MODEL AUTOREGRESSIVE-INTEGRATED-MOVING AVERAGE (ARIMA)


HARGA BULANAN KENTANG

Witono Adiyoga
Balai Penelitian Tanaman Sayuran. Jl. Tangkuban Perahu 517, Lembang-Bandung 40391

ABSTRAK. Adiyoga, W. 1997. Model auto regressive-integrated-moving average (Arima)


harga bulanan kentang. Penelitian ini diarahkan untuk menganalisis data serial waktu harga
kentang dan mengidentifikasi alternatif model ARIMA yang dapat digunakan untuk keperluan
peramalan. Data yang digunakan dalam analisis ini adalah data serial waktu harga bulanan
kentang periode 1985 sampai 1995 (n=132). Proses estimasi ARIMA ditempuh melalui tiga
tahapan, yaitu: (1) identifikasi model ARIMA, (2) estimasi parameter dari model yang telah
diidentifikasi, dan (3) evaluasi kesesuaian model yang telah diestimasi serta kemampuan
peramalannya. Hasil penelitian menunjukkan bahwa model ARIMA terbaik yang dapat
menggambarkan perilaku harga kentang selama periode 1985-1995, serta memiliki
kemampuan peramalan yang lebih baik dibandingkan dengan spesifikasi model lainnya,
adalah ARIMA (2,1,1) atau dapat dituliskan sebagai (1 - φ1B - φ2B2)(1-B)yt = (1 - θ1B)εt. Hasil
peramalan memberikan indikasi bahwa kemampuan model ini akan lebih baik jika digunakan
untuk peramalan jangka pendek. Penelitian ini juga mengimplikasikan bahwa walaupun
pencatatan harga komoditas sayuran terkesan bersifat rutin, metodologi pengumpulannya
harus terus diperbaiki agar dapat merefleksikan kondisi pasar secara lebih akurat.

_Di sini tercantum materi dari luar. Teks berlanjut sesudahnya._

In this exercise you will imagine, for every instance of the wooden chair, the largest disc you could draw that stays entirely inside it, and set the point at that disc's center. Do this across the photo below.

Kata kunci: Data serial waktu; Harga bulanan; Peramalan harga; ARIMA.

ABSTRACT. Adiyoga, W. 1997. Autoregressive-integrated-moving average (Arima)

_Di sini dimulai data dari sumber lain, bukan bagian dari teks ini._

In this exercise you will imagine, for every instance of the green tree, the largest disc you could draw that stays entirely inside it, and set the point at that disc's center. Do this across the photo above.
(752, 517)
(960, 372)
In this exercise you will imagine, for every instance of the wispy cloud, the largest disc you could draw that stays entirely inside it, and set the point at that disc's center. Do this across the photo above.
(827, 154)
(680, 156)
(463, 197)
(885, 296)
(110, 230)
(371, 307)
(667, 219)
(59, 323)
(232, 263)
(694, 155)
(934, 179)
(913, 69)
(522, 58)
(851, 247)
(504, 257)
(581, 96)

model for potato monthly prices. The objectives of this study were to analyze potato price
time series data and to identify alternative of ARIMA models that could be used for price
forcasting. A total of 132 observations that covered monthly prices for potatoes from 1985 to
1995 were used in this study. Building ARIMA forecasting models involved an iterative three
stage cycle of (1) identification of model specification, (2) estimation of identified model’s
parameters, and (3) evaluation of models’ goodness-of-fit and their performance in forecasting.
Results show that the ARIMA model that can best represent the potato price behavior during
the period of 1985-1995, and outperforms other model specifications in price forcasting, is
ARIMA (2,1,1) which can be written as (1 - φ1B - φ2B2)(1-B)yt = (1 - θ1B)εt. It is also indicated
that this model may perform better for short term forcasting. The most important implication
comes out from this study is that even though price data collection is a routine activity, there
should be a continous attempt to improve its methodology, so that the data collected can
reflect market situation more accurately.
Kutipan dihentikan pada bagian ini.